Wednesday, May 18, 2016

What does eIDAS compliance mean for a PKI?

The new eIDAS regulation that has been adopted in the EU (by 1 July 2016) comes with a new set of standard documents from ETSI, specifying particular requirements on PKI. The two new eIDAS standards relevant for PKI are:
  • EN 319 411 - Policy and security requirements for Trust Service Providers issuing certificates
  • EN 319 412 - Certificate Profiles
The standards are maintained by the standardization body ETSI and can be downloaded from the ETSI download area.

What new requirements do these standards come with? Looking closely there are only two new things needed to be able to claim "eIDAS compliance":
  • A new DN attribute organizationIdentifier
  • New fields in the QCStatement certificate extension
Let's dig a little deeper into these two requirements.

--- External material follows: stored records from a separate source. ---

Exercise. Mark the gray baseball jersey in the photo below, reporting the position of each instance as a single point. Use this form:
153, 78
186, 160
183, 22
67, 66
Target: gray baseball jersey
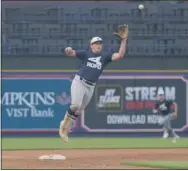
90, 70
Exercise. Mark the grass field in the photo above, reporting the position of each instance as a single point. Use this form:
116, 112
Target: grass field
159, 164
132, 153
90, 143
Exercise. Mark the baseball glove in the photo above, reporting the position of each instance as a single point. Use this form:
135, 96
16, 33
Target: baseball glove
122, 31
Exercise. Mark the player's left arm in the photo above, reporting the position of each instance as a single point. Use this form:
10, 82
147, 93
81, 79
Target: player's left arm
122, 50
175, 108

OrganizationIdentifier is a DN attribute with OID specified in X.520. This is an attribute that has, to my knowledge, never been in common use in certificates before. Its usage in the eIDAS context is described in the following sections of EN 319 412:
  • EN 319 412-1 section 5.1.1 and 5.1.4
  • EN 319 412-2 section and 4.2.4
  • EN 319 412-3 section 4.2.1
OrganizationIdentifier is supported in EJBCA Enterprise PKI from version 6.5.2.


There is already a QCStatement extension in use since long. With the new standards comes a few additions.

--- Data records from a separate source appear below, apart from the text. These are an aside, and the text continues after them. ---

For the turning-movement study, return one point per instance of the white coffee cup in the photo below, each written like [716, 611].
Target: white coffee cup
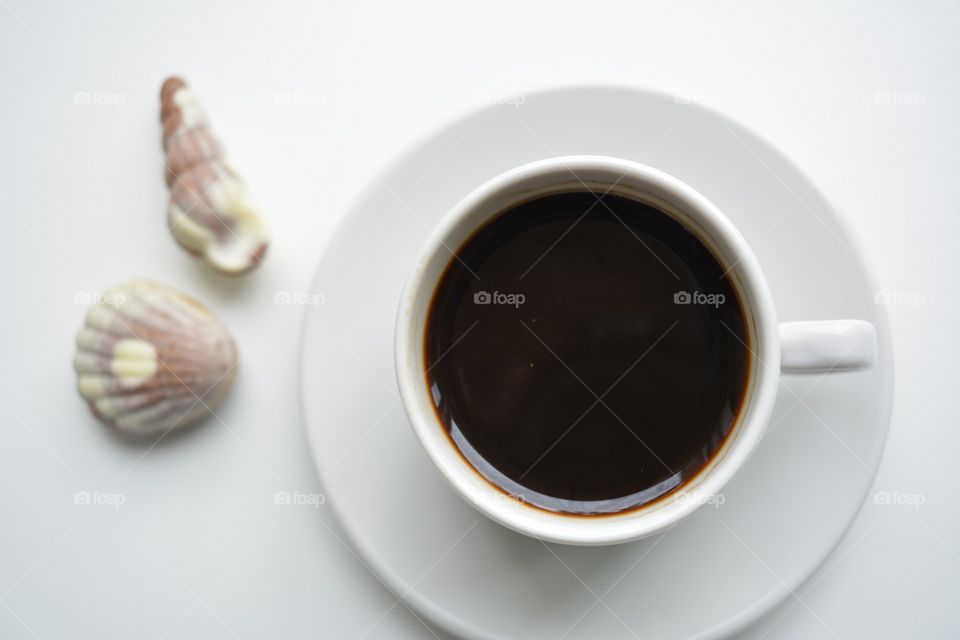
[796, 347]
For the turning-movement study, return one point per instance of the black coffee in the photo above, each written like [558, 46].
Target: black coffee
[586, 355]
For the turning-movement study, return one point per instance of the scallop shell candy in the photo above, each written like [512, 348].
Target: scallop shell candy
[150, 359]
[211, 212]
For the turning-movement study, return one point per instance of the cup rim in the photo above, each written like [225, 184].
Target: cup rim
[715, 230]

The new items in the QCStatement extension are:
  • QcType, claiming that the certificate is a EU qualified certificate of a particular type
  • PdsLocation, location of PKI Disclosure Statements (PDS)
The QCStatement is described in:
  • EN 319 411-2 section 6.6.1
  • EN 319 412-1 section 5.1.1 and 5.1.2
  • EN 319 412-2 section 5.1 and 5.2
  • EN 319 412-4 section 4.2
  • EN 319 412-5, full technical description
With the convenient ability to define custom extensions in the EJBCA GUI (since EJBCA 6.4.0) the new QCStatement extension can be easily added to any certificate profile.

EJBCA Enterprise

We strive to support all relevant open PKI standards and it is important to keep EJBCA Enterprise up to date with new and emerging standards. Since EJBCA 6.5.2 eIDAS compliance should be easily achieved on the level of PKI.

More information  

Basic information on EJBCA Enterprise PKI and PKI Appliance developed by PrimeKey.
EJBCA is a registered trademark of PrimeKey Solutions AB in the EU, the United States, Japan and certain other countries.


tomas said...

Muhammad Bilal Ashraf of Ascertia complemented with information about what's new for digital signature services.

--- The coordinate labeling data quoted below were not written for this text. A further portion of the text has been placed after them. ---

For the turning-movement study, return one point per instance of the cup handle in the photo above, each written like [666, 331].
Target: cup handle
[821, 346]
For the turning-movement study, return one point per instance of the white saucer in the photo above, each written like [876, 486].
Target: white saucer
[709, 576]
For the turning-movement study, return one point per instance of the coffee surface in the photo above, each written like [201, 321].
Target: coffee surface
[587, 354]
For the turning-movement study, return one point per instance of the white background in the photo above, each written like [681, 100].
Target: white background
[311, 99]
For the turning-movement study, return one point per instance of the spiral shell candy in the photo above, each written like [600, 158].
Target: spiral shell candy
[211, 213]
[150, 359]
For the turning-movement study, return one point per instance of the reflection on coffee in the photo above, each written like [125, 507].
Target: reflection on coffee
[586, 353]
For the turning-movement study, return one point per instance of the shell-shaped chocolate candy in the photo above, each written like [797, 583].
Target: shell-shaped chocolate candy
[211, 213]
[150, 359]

1- Support for server side signing of the data to be signed (DTBS)
2- Usage of level 2 sole control where 2 factor authentication would be required by the signer before accessing the Signature creation data (i.e. Private Key) from the signature creation device (SCDev). The interesting point is the signer authentication must be enforced by the signature creation device (SCDev) i.e. HSM etc.
3- The timestamp token should also be obtained using the qualified TSA in case of long term signatures are being created

tomas said...

Update: Since EJBCA Enterprise 6.6.0 (2016-10-19), there is full GUI support for eIDAS QC statements in the EJBCA Admin Web.